An Embedded CKIP Rasa NLU Components

CircleCI

Introduction

This open-source library implements Rasa custom components.

It offerstokenizer and featurizer powered by ckiptagger as components in RasaNLU pipeline.

Installation

pip install rukip

rukip is a python library hosted on PyPI. Requirements:

  • python >= 3.6
  • rasa >= 1.4.0
  • ckiptagger[tf] >= 0.0.19

Usage

Download model files

The model files are available on several mirror sites.

You can download and extract to the desired path by the following steps:

  1. Downloads to ./data.zip
  2. Extracts to ./data/

Add CKIPTokenizer component into rasa nlu pipeline and configure model_path as ./data.

The following is the example Rasa NLU config file

 language: "zh"
 pipeline:
   - name: "rukip.tokenizer.CKIPTokenizer"
     model_path: "./data"
   - name: "rukip.featurizer.CKIPFeaturizer"
     model_path: "./data"
     token_features: ["word", "pos"]
   - name: "CRFEntityExtractor"
     features: [["ner_features"], ["ner_features"], ["ner_features"]]
   - name: "CountVectorsFeaturizer"
   - name: "EmbeddingIntentClassifier"

Components

CKIPTokenizer

This component has one required field (model_path) to be configured and offers two optional fields for user to assign dictionaries.

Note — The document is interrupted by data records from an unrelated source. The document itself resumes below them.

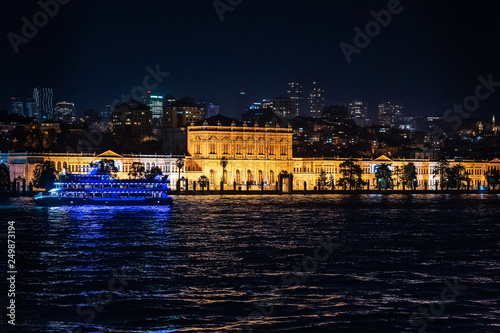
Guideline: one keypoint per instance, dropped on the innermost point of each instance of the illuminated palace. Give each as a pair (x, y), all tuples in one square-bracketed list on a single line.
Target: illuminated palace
[(255, 155)]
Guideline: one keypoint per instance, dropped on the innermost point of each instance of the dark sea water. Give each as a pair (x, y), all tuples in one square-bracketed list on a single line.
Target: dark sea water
[(360, 263)]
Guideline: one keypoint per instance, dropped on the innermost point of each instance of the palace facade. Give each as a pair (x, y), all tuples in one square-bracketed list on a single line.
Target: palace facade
[(255, 156)]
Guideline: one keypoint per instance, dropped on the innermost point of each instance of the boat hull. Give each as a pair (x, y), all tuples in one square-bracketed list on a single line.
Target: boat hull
[(48, 201)]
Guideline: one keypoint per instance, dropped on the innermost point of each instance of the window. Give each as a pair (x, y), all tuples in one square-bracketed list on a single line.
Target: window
[(238, 177)]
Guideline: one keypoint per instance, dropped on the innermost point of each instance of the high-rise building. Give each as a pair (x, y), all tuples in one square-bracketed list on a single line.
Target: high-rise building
[(284, 107), (167, 100), (132, 120), (44, 101), (212, 110), (31, 108), (316, 98), (390, 114), (17, 106), (295, 91), (64, 111), (155, 103), (181, 113), (243, 102), (358, 111), (106, 112), (337, 113)]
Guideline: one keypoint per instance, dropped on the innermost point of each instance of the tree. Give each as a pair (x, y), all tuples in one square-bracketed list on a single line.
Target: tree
[(223, 163), (136, 171), (4, 178), (409, 176), (45, 175), (440, 170), (492, 178), (152, 173), (203, 181), (351, 175), (383, 173)]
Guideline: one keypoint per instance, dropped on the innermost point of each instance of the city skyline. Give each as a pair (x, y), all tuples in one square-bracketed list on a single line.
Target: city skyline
[(403, 63)]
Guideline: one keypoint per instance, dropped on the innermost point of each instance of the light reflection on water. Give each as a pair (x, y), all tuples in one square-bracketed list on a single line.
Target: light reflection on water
[(200, 264)]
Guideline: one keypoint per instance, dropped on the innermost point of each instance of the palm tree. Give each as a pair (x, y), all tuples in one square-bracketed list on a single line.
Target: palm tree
[(440, 170), (351, 175), (383, 173), (4, 178), (223, 164)]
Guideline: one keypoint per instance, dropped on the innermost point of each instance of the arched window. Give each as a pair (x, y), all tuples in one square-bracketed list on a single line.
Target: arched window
[(238, 177)]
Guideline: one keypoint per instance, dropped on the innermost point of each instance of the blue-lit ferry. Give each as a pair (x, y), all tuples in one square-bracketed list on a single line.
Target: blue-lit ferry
[(98, 188)]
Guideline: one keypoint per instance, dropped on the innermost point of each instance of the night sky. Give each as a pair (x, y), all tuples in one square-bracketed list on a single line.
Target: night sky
[(91, 52)]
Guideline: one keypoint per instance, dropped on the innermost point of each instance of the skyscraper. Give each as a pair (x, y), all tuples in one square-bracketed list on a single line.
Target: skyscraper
[(284, 107), (44, 102), (155, 103), (17, 106), (106, 112), (316, 98), (31, 108), (390, 114), (212, 110), (358, 111), (182, 113), (64, 111), (295, 92)]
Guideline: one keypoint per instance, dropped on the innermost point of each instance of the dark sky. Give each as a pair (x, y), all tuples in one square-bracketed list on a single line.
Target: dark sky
[(91, 52)]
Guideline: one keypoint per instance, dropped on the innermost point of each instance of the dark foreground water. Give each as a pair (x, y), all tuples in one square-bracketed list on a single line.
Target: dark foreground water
[(364, 263)]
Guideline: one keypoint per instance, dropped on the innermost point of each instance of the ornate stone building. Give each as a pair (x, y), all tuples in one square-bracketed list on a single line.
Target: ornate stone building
[(255, 156)]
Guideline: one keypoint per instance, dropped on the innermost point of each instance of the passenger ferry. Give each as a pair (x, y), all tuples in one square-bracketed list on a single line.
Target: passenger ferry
[(100, 188)]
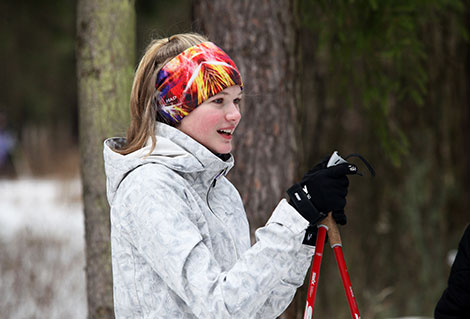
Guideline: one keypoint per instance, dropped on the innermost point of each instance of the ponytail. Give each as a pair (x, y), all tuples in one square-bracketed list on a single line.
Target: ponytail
[(143, 113)]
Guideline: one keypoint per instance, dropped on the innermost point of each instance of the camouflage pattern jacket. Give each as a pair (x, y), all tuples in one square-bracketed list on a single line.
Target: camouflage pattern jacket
[(181, 242)]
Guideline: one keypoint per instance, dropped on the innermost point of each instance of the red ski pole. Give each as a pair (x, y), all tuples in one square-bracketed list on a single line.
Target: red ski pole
[(335, 243), (313, 283)]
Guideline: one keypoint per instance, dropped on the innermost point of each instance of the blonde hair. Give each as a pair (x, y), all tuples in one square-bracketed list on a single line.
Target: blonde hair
[(143, 113)]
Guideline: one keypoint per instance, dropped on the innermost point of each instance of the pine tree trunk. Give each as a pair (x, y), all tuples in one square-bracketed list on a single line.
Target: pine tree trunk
[(105, 59), (261, 37)]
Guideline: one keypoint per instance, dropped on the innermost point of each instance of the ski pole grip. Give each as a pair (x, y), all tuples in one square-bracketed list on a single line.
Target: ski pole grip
[(333, 232)]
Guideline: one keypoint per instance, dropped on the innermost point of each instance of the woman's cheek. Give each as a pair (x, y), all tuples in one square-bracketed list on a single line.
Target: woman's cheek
[(211, 122)]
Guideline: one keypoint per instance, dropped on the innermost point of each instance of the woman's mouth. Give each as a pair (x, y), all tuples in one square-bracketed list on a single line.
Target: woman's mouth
[(226, 133)]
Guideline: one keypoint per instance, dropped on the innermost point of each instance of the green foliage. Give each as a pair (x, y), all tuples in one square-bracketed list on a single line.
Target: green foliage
[(377, 57)]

  • recommend_dict_path is the file containing list of user-defined recommended-word. Default is None
  • cooerce_dict_path is the file containing a list of must-word. Default is None

The following is the example of user-defined dictionary. Each line shows one pair of word and weight.

土地公 1
土地婆 1
公有 2
來亂的 1
緯來體育台 1

CKIPFeaturizer

This component has one required field (model_path) to be configured and offers another optional fields for user to assign.

  • token_features is list of features extracted from ckiptagger to generate ner_features. Default is ["word", "pos"]

Development

$> git clone git@github.com:circlelychen/rukip.git
$> pip install -r requirements-to-freeze.dev.txt
$> make test

License

licensed under the GNU General Public License v3.0